Business Analysis: An Unprecedented Mid-Year
Dave Simpson / WireImage – King Elton
Elton John performs at Mt Smart Stadium on Feb. 16, 2020, in Auckland, New Zealand.
As we arrive at the mid-point of each year, Pollstar takes a look at the first six months of global live entertainment and, on the strength of our world-renowned box-office data, provides a snapshot of the current state of the concert industry. One aspect of the annual Mid-Year analysis is to compare box office success to the same time period in previous years. In 2020, there is no illusion of parity with any other year prior to this one. Most of the planet has been impacted at some level by the COVID-19 pandemic and, for our industry, the shutdown of live performing makes this year unique for many parallels.
However, our Mid-Year time period of eligibility ranges from Nov. 21, 2019 to May 20, 2020, so we only have an absence of box office results for the final two months of that six-month span. That’s why we were able to produce a Q1 issue (dated April 6) with complete coverage of the industry during the year’s opening three-month period.
Pollstar 2020 Mid-Year
In those first-quarter box office tallies, 2020 showed great promise when tours hit the road in the early weeks of the year. As reported in Q1, the year began with a fervor as box office activity showed increases in both gross and ticket sales among the Top 100 Tours compared to 2019’s first quarter. Gross earnings showed a 10.92% jump over the previous year, while ticket counts saw a rise of 4.55%.
After the first quarter, there was only about one month of concert activity before the shutdown, so the events that occurred during that month provide the only difference in box office figures between the Mid-Year and Q1. But there were noteworthy events occurring during that month-long period. Artists such as Elton John, Celine Dion, Eagles, Aventura, Maroon 5, Backstreet Boys, Michael Bublé, Post Malone and Billy Joel all reported multi-million-dollar grosses prior to the second weekend in March.
As the highest-grossing touring artist of the year, Elton John heads up the worldwide list of Top 100 Tours that in total produced a gross of $1,147,421,921 from 1,654 performances. It marks the second year in a row with a percentage drop, because the 2019 gross was also less than its previous year. In 2019, the $2,058,964,800 revenue total was 3.8% lower than 2018’s amount. Ultimately, by the end of last year, the Top 100 Tours’ overall gross beat the 2018 count, so the small drop at the mid-point of last year was most probably due in part to Ed Sheeran’s titanic box office results from the first half of 2018. Two years ago, he topped the Mid-Year charts with $213.9 million in sales – the highest cumulative gross ever for an artist in a Mid-Year recap.
With 2020’s revenue from the Top 100 Tours totaling 44.3% less than the worldwide gross in 2019, ticket sales from the same 100 tours also show the same percentage difference.

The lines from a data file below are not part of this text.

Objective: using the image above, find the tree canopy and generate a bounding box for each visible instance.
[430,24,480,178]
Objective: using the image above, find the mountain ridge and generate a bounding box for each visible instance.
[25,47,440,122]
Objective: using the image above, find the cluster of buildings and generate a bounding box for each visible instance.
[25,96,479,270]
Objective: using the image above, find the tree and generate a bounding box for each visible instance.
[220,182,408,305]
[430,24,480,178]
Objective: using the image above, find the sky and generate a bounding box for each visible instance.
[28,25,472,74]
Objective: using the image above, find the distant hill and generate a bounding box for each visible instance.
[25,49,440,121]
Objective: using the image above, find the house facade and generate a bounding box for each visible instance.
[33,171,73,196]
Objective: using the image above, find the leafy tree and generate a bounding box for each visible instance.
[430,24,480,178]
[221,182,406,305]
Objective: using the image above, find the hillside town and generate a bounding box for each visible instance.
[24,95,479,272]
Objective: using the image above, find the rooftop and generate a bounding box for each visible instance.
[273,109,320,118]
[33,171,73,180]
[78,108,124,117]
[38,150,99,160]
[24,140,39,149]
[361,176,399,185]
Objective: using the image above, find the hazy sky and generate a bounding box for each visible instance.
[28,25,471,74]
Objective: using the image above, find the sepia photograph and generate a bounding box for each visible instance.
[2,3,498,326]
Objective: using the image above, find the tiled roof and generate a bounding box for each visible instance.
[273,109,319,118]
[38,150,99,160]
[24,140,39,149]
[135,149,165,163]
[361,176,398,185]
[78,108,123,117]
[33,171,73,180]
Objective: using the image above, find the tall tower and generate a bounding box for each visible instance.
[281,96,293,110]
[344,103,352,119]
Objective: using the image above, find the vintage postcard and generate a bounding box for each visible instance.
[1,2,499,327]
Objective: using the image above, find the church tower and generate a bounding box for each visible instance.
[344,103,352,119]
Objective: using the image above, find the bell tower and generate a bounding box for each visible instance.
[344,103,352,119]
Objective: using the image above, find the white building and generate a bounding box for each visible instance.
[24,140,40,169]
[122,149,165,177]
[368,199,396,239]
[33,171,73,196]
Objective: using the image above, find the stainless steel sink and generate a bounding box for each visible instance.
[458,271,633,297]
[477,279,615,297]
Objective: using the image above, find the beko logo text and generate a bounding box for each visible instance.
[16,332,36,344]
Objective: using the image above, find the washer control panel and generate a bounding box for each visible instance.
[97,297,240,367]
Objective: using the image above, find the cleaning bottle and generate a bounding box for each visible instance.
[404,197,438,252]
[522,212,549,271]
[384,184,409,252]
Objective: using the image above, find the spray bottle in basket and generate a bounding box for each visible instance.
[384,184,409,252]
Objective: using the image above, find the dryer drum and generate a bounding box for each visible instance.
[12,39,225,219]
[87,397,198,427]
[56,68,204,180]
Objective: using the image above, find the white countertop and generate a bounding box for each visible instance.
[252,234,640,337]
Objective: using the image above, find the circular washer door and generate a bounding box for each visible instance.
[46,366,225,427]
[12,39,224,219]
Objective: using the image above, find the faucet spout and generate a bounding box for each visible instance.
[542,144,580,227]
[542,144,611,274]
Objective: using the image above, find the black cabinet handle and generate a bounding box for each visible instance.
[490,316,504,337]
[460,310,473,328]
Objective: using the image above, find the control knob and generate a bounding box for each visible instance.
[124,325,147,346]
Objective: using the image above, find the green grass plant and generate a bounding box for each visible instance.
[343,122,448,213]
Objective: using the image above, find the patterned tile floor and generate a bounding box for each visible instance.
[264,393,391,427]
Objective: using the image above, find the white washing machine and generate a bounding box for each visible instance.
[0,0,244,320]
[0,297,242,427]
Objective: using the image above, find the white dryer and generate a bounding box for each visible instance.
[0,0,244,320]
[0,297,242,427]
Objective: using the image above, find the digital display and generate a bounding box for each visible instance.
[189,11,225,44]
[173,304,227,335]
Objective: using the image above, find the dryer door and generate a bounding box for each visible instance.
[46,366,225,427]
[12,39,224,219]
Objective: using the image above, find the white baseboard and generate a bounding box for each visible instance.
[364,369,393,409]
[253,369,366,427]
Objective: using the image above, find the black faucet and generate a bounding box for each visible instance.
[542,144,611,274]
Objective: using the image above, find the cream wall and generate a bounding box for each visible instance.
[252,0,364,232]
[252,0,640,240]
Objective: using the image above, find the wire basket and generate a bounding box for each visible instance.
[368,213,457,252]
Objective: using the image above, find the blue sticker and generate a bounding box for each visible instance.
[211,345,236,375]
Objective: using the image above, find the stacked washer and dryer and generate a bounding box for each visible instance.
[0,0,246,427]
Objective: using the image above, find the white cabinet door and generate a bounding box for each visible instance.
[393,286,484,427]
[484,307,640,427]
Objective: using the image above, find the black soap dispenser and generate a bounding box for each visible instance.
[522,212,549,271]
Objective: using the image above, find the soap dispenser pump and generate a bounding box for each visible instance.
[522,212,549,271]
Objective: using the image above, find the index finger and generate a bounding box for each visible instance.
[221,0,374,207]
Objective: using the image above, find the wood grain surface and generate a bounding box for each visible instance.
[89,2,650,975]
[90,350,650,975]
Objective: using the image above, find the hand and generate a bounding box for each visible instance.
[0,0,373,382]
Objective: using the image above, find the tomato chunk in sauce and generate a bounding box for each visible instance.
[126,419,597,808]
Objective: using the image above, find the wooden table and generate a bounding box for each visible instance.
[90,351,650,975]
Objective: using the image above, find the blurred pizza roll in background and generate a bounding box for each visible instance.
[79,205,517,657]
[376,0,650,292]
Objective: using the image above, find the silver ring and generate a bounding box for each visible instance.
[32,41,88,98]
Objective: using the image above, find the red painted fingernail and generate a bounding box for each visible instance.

Total ticket count at Mid-Year 2020 is 12,476,566, 44% fewer than 2019’s total.
North American percentages show slightly higher differences with the 2020 gross dropping 48.6% to $795,324,902 compared to last year’s $1.5 million figure.

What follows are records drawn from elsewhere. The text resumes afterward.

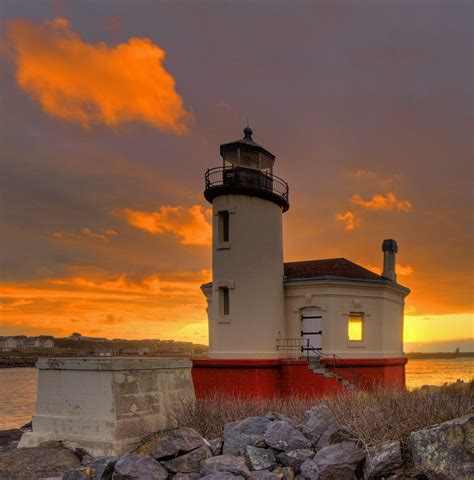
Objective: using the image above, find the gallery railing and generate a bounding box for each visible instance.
[205,167,289,202]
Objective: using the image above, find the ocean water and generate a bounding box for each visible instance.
[0,358,474,430]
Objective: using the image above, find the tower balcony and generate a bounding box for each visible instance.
[204,166,290,212]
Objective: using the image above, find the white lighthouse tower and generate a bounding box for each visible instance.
[203,126,289,359]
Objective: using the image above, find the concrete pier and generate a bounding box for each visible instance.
[18,357,194,455]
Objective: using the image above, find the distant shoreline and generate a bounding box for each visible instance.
[0,352,474,369]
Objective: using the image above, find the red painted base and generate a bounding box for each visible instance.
[192,357,407,398]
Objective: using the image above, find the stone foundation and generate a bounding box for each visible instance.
[18,357,194,455]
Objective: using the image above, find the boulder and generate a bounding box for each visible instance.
[222,417,272,455]
[87,457,118,480]
[315,420,347,450]
[62,467,94,480]
[150,427,210,460]
[163,447,212,473]
[300,458,319,480]
[264,412,301,428]
[312,442,365,480]
[201,454,250,478]
[364,441,403,479]
[263,420,311,451]
[112,454,168,480]
[272,467,295,480]
[209,438,224,456]
[408,414,474,480]
[302,407,333,445]
[0,447,80,480]
[246,470,280,480]
[73,448,94,464]
[277,448,314,471]
[0,428,23,452]
[201,472,244,480]
[245,445,276,470]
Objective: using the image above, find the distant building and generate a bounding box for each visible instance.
[95,347,119,357]
[193,126,410,398]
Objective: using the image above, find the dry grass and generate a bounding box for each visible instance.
[324,382,474,449]
[168,394,315,439]
[169,382,474,449]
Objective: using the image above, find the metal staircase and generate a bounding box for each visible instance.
[277,338,367,390]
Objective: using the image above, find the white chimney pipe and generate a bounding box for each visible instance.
[382,239,398,282]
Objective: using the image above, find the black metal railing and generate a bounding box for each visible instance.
[277,338,309,360]
[276,338,371,387]
[205,167,289,202]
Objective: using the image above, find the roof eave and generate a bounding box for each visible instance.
[283,275,411,295]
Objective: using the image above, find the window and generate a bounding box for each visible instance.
[219,287,230,316]
[347,313,364,342]
[218,211,229,243]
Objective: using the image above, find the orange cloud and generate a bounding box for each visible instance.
[365,263,414,277]
[51,228,118,243]
[351,192,413,212]
[336,210,359,231]
[3,18,191,134]
[0,267,210,343]
[120,205,212,246]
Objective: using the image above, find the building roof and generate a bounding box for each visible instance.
[285,258,383,280]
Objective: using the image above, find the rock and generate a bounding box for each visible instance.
[300,458,319,480]
[315,421,347,450]
[209,437,224,456]
[312,442,365,480]
[73,448,94,464]
[201,454,250,478]
[245,445,276,470]
[301,410,332,445]
[408,414,474,480]
[263,420,311,450]
[264,412,301,428]
[222,417,272,455]
[87,457,118,480]
[163,447,212,473]
[173,473,201,480]
[150,427,210,460]
[0,428,23,452]
[201,472,244,480]
[112,454,168,480]
[0,428,23,447]
[272,467,295,480]
[246,470,280,480]
[277,448,314,471]
[0,447,80,480]
[364,441,403,478]
[62,467,94,480]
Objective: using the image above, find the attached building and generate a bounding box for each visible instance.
[193,127,409,396]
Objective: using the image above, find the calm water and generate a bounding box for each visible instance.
[0,358,474,430]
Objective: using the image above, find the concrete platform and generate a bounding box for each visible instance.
[18,357,194,455]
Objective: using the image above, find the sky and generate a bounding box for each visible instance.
[0,0,474,351]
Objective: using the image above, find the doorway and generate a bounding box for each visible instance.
[301,307,323,357]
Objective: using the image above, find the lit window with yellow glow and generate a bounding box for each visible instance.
[347,313,364,342]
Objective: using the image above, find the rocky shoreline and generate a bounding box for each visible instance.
[0,406,474,480]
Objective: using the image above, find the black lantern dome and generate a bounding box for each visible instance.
[204,125,290,212]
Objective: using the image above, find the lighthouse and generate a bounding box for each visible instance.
[192,125,410,398]
[204,126,289,359]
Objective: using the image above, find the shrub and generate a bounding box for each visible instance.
[168,394,317,439]
[324,382,474,449]
[169,382,474,450]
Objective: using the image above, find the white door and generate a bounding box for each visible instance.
[301,308,323,356]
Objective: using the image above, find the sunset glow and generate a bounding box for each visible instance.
[0,1,474,351]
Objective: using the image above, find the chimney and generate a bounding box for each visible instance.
[382,239,398,282]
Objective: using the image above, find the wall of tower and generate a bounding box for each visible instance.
[208,195,286,359]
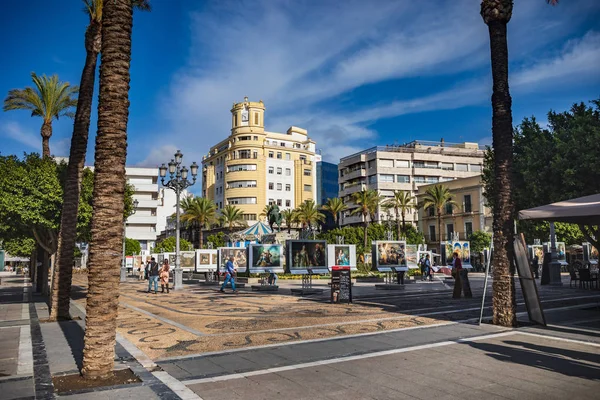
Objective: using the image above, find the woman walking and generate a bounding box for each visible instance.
[160,258,170,293]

Mid-Year Worldwide Ticket Sales
Similarly, tickets on the continent totaled 8,605,188 this year – 48.9% less in comparison to a year ago.

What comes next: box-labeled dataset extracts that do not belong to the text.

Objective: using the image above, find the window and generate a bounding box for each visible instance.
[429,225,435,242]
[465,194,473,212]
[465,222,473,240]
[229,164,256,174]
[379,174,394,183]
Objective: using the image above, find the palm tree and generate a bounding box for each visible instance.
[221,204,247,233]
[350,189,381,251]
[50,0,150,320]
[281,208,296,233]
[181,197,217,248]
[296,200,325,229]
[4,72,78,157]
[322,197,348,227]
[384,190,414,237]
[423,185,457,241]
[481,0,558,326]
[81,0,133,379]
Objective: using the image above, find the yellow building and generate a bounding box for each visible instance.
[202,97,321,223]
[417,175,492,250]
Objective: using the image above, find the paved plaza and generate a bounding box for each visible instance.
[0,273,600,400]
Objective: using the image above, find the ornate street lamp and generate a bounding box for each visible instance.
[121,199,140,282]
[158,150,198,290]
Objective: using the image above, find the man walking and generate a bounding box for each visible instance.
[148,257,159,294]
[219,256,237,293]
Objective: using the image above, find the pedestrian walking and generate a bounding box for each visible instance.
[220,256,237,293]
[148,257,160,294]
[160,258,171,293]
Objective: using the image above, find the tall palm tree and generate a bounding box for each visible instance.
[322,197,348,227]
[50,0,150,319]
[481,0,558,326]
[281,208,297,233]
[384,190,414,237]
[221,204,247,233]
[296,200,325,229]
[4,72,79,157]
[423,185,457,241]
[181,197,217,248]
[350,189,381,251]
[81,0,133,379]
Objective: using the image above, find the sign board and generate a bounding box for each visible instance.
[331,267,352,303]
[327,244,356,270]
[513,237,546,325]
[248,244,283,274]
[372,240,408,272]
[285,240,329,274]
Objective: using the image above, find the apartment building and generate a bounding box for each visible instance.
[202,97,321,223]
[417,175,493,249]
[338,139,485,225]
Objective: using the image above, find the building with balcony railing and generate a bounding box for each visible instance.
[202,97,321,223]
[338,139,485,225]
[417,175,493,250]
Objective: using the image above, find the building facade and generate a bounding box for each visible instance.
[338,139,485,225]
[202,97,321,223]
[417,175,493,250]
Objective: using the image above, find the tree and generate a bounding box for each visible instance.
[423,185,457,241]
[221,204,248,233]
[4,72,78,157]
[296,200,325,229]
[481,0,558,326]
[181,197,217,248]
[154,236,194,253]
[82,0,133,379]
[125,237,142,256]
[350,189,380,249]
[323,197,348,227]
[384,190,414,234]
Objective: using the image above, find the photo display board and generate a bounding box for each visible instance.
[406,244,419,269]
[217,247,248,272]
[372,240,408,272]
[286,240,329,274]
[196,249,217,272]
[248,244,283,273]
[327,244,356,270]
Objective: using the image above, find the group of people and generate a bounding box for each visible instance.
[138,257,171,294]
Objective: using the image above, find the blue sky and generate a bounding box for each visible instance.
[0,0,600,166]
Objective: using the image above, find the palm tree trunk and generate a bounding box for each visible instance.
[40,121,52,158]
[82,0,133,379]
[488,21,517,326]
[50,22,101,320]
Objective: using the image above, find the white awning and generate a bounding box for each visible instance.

Looking at averages in both gross and tickets still show percentage drops in year-to-year comparison with 2019, but they are not quite as brutal. Among the Top 100 Tours, the average gross worldwide is $693,725 – 24.2% less than 2019’s gross average.
Ticket sales averages also fall at about the same rate with 2020’s sold tickets averaging 7,543 per show, a drop of 23.8% in one year. In North American markets, 2020’s Mid-Year average gross per show came to $596,643 based on a total of 1,333 reported shows. The sold ticket average per show is 6,456.
On a positive note, the global average ticket prices land in a similar range for each of the past three years without any dramatic drops. 2019’s average price of $92.42 from the Top 100 Tours still is the highest, but
this year’s price follows at $91.97 – less than a 1% difference. Meanwhile, 2020’s average ticket price is higher than 2018’s which landed at $90.17. The average ticket price in North America so far this year is also $92.42.
Going beyond the Top 100 Tours, the total gross worldwide for every event reported during the Mid-Year span totals $2,274,209,075. That total is 55.5% less than the 2019 overall gross that topped out at $5,104,836,773.
Among North American venues only, the percentage difference is in a similar range, 54.4% less this year. The 2020 gross in North America reached a total of $1,608,308,747 for the Mid-Year, while the same period last year saw a gross total of $3,523,943,565.
Worldwide ticket sales land in the same ballpark regarding percentage differences. This year’s 34,043,486 global ticket count was 55.6% less than 2019’s 76,592,463 total.
Tickets in North America also show a drop for the Mid-Year compared to 2019. This year the total tickets in the U.S., Canada and Mexico is 23,735,959. That is 55.6% less than last year’s ticket total of 52,953,408.